2 The vapour absorption system uses heat energy to change the condition of the refrigerant from the evaporator. The vapour compression system uses mechanical energy to change the condition of the refrigerant from the evaporator.

3. The vapour absorption systems are usually designed to use steam, either at high pressure or low pressure. The exhaust steam from furnaces and solar energy may also be used. Thus this system can be used where the electric power is difficult to obtain or is very expensive.

4. The vapour absorption systems can operate at reduced evaporator
pressure and temperature by increasing the steam pressure to the generator, with little decrease in capacity. But the capacity of vapour compression system drops rapidly with lowered evaporator pressure.
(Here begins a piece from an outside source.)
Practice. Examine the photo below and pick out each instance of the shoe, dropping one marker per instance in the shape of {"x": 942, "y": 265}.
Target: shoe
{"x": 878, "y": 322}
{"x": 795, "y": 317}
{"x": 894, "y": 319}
5. The load variations does not effect the performance of a vapour
absorption system. The load variations are met by controlling the quantity of aqua circulated and the quantity of steam supplied to the generator.
The performance of a vapour compression system at partial loads is poor.

6 In the vapour absorption system, the liquid refrigerant leaving the
evaporator has no bad effect on the system except that of reducing the refrigerating effect. In the vapour compression system, it is essential to superheat the vapour refrigerant leaving the evaporator so that no liquid may enter the compressor.

7. The vapour absorption systems can be built in capacities well above 1000 tonnes of refrigeration each which is the largest size for single compressor units.

8 The space requirements and automatic control requirements favour the
absorption system more and more as the desired evaporator temperature drops.